Bias & Variance
Let us train a DNN model for a simple regression problem.
import numpy as np
import matplotlib.pyplot as plt
def dataset(show=True):
X = np.arange(-5, 5, 0.01)
y = 8 * np.sin(X) + np.random.randn(1000)
if show:
yy = 8 * np.sin(X)
plt.figure(figsize=(15,9))
plt.scatter(X, y)
plt.plot(X, yy, color='red', linewidth=7)
plt.show()
return X, y
X, y = dataset(show=True)
Lets train 2 models for this dataset
- a very simple linear model
- a very complex DNN model
Simple Linear Model
We are going to split the dataset into 5 groups(random shuffle) and use each of the 5 groups to train 5 different linear models. We will use sklearn’s StratifiedKFold to split the dataset into 5. Check the docs.
import tensorflow as tf
from tensorflow import keras
import numpy as np
import matplotlib.pyplot as plt
tf.keras.backend.clear_session()
import random
predictions = []
for i in range(5):
idx = random.choices(np.arange(1000), k=700)

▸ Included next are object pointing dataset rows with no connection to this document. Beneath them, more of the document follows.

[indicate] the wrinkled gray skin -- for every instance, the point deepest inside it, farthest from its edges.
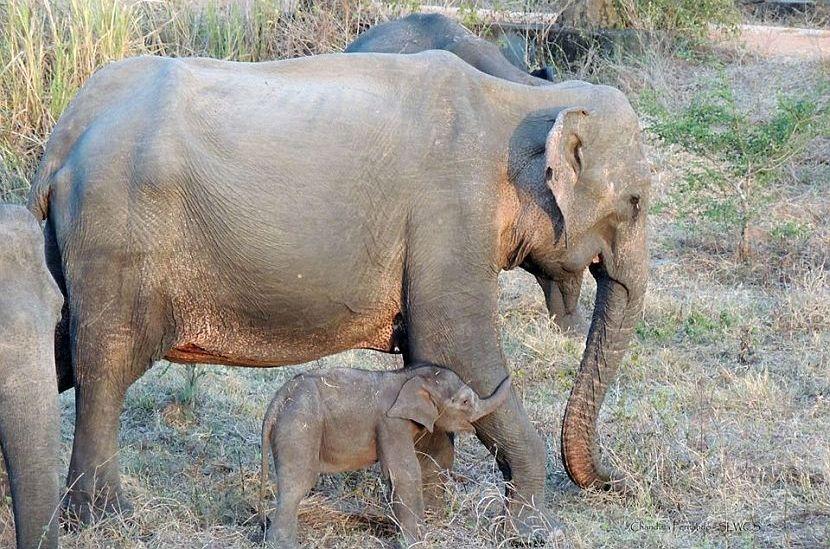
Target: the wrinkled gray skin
(268, 214)
(421, 32)
(30, 305)
(339, 420)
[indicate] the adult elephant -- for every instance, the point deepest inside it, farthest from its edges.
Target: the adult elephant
(30, 305)
(422, 32)
(274, 213)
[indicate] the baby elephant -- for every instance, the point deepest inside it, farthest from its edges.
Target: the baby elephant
(345, 419)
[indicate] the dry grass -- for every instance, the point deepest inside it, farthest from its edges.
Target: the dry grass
(720, 414)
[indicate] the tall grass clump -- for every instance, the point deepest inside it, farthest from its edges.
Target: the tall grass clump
(48, 49)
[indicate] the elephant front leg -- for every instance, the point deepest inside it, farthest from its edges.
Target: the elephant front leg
(403, 475)
(458, 329)
(436, 454)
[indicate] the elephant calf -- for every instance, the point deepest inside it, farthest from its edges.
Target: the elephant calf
(346, 419)
(30, 306)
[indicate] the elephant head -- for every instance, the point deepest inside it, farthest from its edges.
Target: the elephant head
(438, 399)
(596, 186)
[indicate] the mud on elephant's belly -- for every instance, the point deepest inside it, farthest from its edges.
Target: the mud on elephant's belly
(382, 331)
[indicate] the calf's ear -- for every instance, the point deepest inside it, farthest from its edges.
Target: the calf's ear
(415, 403)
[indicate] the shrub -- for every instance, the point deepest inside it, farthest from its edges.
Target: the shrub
(737, 157)
(690, 18)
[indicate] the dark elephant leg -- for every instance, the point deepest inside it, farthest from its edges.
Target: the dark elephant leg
(63, 351)
(29, 433)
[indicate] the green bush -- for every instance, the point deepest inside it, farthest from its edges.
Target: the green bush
(737, 157)
(684, 17)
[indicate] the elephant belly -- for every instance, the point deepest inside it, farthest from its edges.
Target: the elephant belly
(207, 342)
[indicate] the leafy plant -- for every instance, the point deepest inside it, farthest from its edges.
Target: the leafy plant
(738, 157)
(690, 18)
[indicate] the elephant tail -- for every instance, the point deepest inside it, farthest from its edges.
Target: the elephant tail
(38, 202)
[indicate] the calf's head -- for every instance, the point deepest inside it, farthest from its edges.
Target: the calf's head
(436, 398)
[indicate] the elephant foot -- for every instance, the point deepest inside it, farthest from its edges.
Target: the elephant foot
(80, 508)
(435, 498)
(528, 526)
(571, 325)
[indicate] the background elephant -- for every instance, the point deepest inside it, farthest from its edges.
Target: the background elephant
(272, 213)
(421, 32)
(30, 305)
(431, 31)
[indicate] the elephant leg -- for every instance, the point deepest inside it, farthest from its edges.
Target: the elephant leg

X_train, y_train = X[idx], y[idx]
model = tf.keras.Sequential([keras.layers.Dense(units=1, input_shape=[1]) ])
optimizer = tf.keras.optimizers.Adam(lr=0.001)
model.compile(optimizer=optimizer, loss='mean_squared_error')
tf_history = model.fit(X_train, y_train, batch_size=100, epochs=200, verbose=False)
prediction = model.predict(X)
predictions.append(prediction)
plt.figure(figsize=(12,9))
plt.plot(X, predictions[0])
plt.plot(X, predictions[1])
plt.plot(X, predictions[2])
plt.plot(X, predictions[3])
plt.plot(X, predictions[4])
plt.plot(X, 8 * np.sin(X), linewidth=5, label='True curve y')
plt.legend()
plt.show()
Deep Neural Network model
import tensorflow as tf
from tensorflow import keras
import numpy as np
import matplotlib.pyplot as plt
tf.keras.backend.clear_session()
import random
predictions = []
for i in range(5):
idx = random.choices(np.arange(1000), k=100)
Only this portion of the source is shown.